8. SHOULD I CONTINUE MY REGULAR MEDICATIONS BEFORE SURGERY?
Yes, you should continue taking all regular medications before surgery, unless otherwise advised by the surgeon or nursing staff. Be sure to advise the surgeon or nursing staff of all the medications, including complementary medications, you are taking prior to your procedure. Also advise staff of any allergies.
9. DO I HAVE TO WEAR A PATCH OVER MY EYE AFTER SURGERY?
As a general rule it is unnecessary to wear a patch over the operated eye after cataract surgery, unless otherwise advised.
10. IS SMALL INCISION CATARACT SURGERY PERFORMED WITH A LASER?
Whilst small incision cataract surgery can be assisted by a laser, at this stage Adelaide Eye & Laser Centre does not believe the benefits outweigh the disadvantages. The procedure is performed with the advanced Centurion phacoemulsifier that uses ultrasound to fragment the natural lens of the eye. The fragments are then vacuumed out via a small incision in the cornea and then replaced with an intraocular lens.
11. IS SMALL INCISION CATARACT SURGERY PAINFUL?
At Adelaide Eye & Laser Centre small incision cataract surgery is performed under intravenous sedation with anaesthetic eye drops, so no pain is felt during the procedure and you will have little or no recollection of the procedure.

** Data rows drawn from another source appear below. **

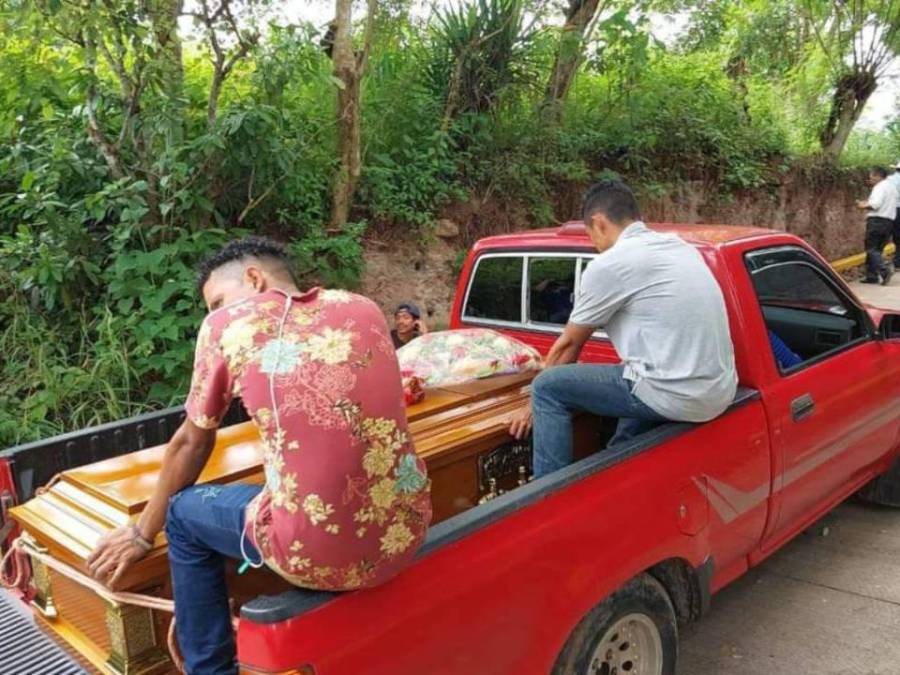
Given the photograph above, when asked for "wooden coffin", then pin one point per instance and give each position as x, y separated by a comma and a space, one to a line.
460, 431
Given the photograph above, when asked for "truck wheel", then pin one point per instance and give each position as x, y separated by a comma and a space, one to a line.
885, 489
632, 632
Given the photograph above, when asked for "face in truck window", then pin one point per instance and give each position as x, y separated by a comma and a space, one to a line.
551, 289
805, 312
495, 293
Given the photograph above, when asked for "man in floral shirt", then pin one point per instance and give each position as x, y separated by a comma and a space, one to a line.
346, 501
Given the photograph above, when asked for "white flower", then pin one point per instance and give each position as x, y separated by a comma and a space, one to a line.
335, 296
331, 346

12. WHEN CAN I RESUME NORMAL ACTIVITIES AFTER CATARACT SURGERY?
Vision improves over a 24 to 72 hour period, so you can return to normal activities when comfortable to do so. This includes watching TV, reading, writing and moderate exercise. However, you should not drive for at least 24 hours and avoid swimming and gardening for at least 3 days after surgery.
13. WILL I NEED TO SEE THE SURGEON AGAIN AFTER MY PROCEDURE?
Post-operative consultations with the surgeon are scheduled for the day after the procedure and one week after the procedure, with follow-up consultations by your regular eye care practitioner every 1-2 years, unless otherwise advised.
14. WILL I NEED SPECTACLES AFTER CATARACT SURGERY?
Glasses may be needed to correct any astigmatism or residual vision error, including reading glasses. Your regular eye care practitioner may prescribe these approximately 4-6 weeks following cataract surgery.
15. CAN ARTIFICIAL LENSES BE "MULTIFOCAL"?
Recently improvements in intraocular lenses allow some patients to have reading and distance vision restored with minimal requirement for glasses. These implants are not suitable for everyone as certain configurations of the eye need to be present. Also, these implants have mixed side effects. If you would like to consider these implants, please ask the surgeon during your consultation.